The “electrifying” actor Anthony Hopkins called the best he ever worked with: “The most exciting and dangerous”

Having been an actor for over 60 years and evolved from a prodigiously talented upstart into one of the industry’s most beloved veterans, it’s only natural that someone of Anthony Hopkins‘ calibre has rubbed shoulders with some of the greatest and most famous names to grace the silver screen.

He grew accustomed to it at the beginning of his career when he became Laurence Olivier’s understudy and protege, and there aren’t many learning trees better to sit under than one of the all-time best. Even when he graduated to cinema in the late 1960s, there were legends everywhere he looked.

Among Hopkins’ many, many, many, many iconic co-stars are Katharine Hepburn, Daniel Day-Lewis, Jodie Foster, Brad Pitt, Gary Oldman, Morgan Freeman, Al Pacino, Sean Connery, Michael Caine, and Gene Hackman, all of whom are either superstars, decorated dramatic powerhouses, or both.

That’s barely even scratching the surface of his lengthy list of scene partners, but there’s only room at the top for one. In a way, it seems fitting that Peter O’Toole would be the actor Hopkins named as the best he’d ever worked with because they were similar in more ways than one.

The most obvious was their penchant for a bevvy and a night on the town, although Hopkins gave that up several years after they worked together on A Lion in Winter.

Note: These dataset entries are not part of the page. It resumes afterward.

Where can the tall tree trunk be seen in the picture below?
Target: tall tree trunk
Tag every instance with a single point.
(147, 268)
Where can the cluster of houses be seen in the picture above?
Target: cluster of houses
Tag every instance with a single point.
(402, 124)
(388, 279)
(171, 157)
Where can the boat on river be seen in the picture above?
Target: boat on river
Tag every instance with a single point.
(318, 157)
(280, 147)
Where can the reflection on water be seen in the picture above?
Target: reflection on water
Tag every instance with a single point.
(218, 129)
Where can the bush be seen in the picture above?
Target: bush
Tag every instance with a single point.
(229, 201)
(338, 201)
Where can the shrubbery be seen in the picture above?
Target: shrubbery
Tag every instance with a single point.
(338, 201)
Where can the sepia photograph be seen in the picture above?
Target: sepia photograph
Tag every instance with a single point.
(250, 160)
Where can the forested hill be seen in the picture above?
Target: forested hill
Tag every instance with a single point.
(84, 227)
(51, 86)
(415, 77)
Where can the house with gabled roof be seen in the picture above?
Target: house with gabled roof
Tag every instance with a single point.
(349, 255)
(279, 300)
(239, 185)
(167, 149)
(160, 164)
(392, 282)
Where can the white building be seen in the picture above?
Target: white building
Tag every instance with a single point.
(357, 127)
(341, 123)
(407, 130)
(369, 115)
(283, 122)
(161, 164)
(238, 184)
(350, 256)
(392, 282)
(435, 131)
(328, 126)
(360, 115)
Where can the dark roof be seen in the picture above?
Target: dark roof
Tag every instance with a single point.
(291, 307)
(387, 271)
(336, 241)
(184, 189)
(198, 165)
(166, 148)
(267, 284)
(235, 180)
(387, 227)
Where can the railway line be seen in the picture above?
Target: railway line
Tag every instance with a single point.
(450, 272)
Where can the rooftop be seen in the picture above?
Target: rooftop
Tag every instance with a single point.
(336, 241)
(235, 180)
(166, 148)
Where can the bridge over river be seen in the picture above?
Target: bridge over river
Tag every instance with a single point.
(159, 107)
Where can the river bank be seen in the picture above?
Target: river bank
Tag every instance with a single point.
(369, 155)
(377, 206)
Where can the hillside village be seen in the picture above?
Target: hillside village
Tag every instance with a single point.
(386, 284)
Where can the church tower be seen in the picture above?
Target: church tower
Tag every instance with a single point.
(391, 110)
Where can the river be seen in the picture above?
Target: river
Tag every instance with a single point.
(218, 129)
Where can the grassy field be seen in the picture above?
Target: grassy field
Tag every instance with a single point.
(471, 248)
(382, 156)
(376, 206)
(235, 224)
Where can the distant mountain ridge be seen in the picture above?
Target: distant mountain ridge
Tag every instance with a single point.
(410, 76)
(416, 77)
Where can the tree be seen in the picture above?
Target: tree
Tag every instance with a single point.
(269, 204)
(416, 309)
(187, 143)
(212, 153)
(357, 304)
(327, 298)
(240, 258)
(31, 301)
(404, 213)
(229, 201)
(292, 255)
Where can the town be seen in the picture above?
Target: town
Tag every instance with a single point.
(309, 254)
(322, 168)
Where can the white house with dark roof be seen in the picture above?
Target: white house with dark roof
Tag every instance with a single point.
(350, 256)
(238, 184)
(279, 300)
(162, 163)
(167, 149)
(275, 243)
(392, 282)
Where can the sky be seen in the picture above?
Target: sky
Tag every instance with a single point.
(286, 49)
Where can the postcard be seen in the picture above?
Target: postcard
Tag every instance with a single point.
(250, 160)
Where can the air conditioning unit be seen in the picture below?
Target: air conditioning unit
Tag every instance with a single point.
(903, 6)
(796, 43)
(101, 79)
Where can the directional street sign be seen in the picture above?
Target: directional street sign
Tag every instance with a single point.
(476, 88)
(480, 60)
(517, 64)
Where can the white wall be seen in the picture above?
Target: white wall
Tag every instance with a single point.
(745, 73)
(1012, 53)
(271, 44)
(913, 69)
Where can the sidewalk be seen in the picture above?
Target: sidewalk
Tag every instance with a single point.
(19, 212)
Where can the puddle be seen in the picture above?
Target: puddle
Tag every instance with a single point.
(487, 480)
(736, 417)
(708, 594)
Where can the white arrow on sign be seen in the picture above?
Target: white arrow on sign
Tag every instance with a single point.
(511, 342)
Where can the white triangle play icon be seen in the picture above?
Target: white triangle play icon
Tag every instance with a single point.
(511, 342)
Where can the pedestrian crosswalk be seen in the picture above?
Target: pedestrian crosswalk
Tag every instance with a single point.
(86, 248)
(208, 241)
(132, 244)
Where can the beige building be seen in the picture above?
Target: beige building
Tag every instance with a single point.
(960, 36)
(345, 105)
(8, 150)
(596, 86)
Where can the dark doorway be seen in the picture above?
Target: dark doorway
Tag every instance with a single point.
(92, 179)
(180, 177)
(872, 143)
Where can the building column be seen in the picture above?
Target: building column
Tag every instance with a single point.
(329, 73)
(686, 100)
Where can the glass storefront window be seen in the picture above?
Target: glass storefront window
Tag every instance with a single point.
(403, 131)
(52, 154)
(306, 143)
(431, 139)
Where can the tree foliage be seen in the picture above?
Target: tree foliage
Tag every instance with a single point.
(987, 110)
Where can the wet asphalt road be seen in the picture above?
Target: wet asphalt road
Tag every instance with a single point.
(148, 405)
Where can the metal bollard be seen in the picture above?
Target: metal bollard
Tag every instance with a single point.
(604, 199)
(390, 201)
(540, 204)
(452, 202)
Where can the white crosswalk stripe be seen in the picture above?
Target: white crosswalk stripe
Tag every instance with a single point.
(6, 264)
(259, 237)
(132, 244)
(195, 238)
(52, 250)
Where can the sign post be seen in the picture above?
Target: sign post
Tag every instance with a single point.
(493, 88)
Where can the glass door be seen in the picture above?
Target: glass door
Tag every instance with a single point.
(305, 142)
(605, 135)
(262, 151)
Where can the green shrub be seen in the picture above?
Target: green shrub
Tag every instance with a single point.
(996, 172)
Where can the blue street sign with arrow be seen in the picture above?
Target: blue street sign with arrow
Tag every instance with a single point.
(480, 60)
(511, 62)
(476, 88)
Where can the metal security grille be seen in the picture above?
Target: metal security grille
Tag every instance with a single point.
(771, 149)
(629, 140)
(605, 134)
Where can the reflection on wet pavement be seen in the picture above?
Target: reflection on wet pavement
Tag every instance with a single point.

They also despised the trappings of celebrity that came with being a famous actor, and those similarities almost saw them come to blows.

“He was electrifying,” the two-time Academy Award winner told Playboy. “The most exciting and dangerous actor I’d ever worked with. We had some wild times together.” As professional as they were when the cameras were rolling, Hopkins and O’Toole regularly found themselves in booze-soaked opposition.

“O’Toole and I, both smashed, were ready to beat each other up,” he recalled. “He was mad. He drank as much as I did and probably more, and he had that kind of yearning zest for life. He hated the Welsh. He said, ‘You’re like that other Welsh bastard, Richard Burton. You’re a fucking misfit. Play the piano and all that stuff, and you’re a stargazer.'”

Hopkins’ passing interest in astrology was apparently enough to piss O’Toole off, which saw the former reciprocate by also calling the latter a “bastard” and revealing that he once invited him to step outside of a restaurant they were dining in to have a brawl in the streets, which didn’t come to pass. “I meant it,” the erstwhile Hannibal Lecter added for posterity. “I was going to deck him. I didn’t care.”

They were two peas in a hard-drinking, antagonistic, and Hollywood-hating pod, which might explain why O’Toole left such a lasting impression on Hopkins, an experience he’s never been able to replicate with another actor.